Research
Transcription elongation dynamics
Our laboratory employs biochemical techniques and single-molecule optical tweezers to investigate the dynamics of transcription elongation. We specifically concentrate on mitochondrial RNA polymerase (mtRNAP) to gain a deeper understanding of how mitochondrial transcription factors, along with their posttranslational modifications, influence the transcription process within the mitochondrial genome. This focused research allows us to uncover the complex regulatory mechanisms that control mitochondrial gene expression, which is crucial for cellular energy production and overall cellular function. We aim to elucidate the fundamental principles regulating mitochondrial transcription and its impact on cellular metabolism and health.

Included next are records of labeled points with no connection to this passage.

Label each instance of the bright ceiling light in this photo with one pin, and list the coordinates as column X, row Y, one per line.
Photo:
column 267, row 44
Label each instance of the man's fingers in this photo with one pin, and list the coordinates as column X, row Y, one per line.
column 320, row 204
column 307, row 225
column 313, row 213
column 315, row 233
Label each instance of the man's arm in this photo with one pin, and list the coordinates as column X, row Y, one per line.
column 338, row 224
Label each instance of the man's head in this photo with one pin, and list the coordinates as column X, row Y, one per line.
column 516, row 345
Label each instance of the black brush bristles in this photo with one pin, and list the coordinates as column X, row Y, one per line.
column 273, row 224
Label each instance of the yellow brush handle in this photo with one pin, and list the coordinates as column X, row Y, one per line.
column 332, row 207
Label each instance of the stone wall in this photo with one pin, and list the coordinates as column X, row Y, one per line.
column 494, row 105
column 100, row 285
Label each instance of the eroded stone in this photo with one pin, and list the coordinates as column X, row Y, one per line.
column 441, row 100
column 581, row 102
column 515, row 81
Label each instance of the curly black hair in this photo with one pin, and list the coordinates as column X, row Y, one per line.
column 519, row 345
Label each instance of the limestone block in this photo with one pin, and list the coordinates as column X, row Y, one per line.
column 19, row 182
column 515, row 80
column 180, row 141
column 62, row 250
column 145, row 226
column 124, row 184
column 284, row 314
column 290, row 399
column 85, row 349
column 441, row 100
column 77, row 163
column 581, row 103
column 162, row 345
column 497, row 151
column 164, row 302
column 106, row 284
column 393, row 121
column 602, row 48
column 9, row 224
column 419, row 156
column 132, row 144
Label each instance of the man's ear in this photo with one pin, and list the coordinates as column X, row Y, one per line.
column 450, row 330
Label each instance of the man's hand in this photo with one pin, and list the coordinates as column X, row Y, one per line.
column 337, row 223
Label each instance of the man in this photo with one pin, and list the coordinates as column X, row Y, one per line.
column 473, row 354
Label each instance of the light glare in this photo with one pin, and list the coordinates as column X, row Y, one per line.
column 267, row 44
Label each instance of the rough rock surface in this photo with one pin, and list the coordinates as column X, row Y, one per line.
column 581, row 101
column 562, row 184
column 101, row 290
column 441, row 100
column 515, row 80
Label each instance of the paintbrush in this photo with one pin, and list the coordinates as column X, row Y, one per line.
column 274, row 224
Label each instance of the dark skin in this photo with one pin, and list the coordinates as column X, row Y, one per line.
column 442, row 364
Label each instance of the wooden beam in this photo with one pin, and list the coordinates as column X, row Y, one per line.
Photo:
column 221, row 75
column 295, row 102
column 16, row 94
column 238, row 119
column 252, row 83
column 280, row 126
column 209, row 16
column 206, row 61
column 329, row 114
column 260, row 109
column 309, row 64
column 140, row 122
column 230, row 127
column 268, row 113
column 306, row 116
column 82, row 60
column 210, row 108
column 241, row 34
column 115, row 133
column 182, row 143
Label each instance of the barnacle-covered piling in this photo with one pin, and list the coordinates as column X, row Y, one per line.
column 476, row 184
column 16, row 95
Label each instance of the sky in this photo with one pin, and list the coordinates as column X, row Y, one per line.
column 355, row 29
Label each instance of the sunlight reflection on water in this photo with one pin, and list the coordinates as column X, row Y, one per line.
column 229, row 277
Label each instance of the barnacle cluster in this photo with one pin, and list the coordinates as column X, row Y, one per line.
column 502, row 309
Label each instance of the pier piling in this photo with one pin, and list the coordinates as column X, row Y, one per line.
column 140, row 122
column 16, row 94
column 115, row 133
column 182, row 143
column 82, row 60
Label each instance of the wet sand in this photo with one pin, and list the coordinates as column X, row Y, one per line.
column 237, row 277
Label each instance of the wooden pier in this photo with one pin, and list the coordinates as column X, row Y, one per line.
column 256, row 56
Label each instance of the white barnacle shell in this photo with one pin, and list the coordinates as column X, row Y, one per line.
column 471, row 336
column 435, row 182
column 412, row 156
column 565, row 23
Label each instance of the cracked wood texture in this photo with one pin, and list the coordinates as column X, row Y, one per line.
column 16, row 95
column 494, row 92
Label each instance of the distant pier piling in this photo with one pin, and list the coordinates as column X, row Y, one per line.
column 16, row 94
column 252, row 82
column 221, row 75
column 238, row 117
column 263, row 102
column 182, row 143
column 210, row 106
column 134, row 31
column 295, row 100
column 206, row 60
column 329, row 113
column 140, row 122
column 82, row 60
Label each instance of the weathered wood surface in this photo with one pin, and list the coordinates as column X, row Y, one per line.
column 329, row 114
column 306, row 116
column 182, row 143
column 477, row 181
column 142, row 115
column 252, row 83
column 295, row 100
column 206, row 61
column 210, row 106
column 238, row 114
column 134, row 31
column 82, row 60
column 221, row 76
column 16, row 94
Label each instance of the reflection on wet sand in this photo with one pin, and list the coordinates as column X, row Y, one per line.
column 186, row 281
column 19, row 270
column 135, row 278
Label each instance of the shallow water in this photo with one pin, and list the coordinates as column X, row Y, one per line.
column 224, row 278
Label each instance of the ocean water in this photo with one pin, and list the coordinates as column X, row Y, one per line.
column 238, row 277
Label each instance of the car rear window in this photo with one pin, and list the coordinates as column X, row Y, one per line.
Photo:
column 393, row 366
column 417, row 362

Functions of histone variants as epigenetic marks
A nucleosome, which is the basic structural unit of chromatin, is composed of a histone octamer wrapped by 147 base pairs of DNA. This octamer is made up of two copies each of the core histones: H2A, H2B, H3, and H4. In addition to these canonical histones, the chromatin structure incorporates various histone variants, including H2A.X, H2A.Z, MacroH2A, and H3.3. These histone variants serve as crucial epigenetic marks that play pivotal roles in regulating essential cellular functions. They influence gene expression by altering the chromatin structure, thereby controlling the accessibility of DNA to transcription factors. Furthermore, they are integral to the processes of DNA repair and DNA replication, ensuring genomic stability and proper cellular function in vivo.
Our laboratory employs a multidisciplinary approach, combining advanced biochemical techniques, precise single-molecule experiments, and comprehensive cell biology studies to investigate the specific functions of several histone variants. Through this integrative research, we aim to deepen our understanding of how these variants contribute to epigenetic regulation and impact cellular processes at the molecular level.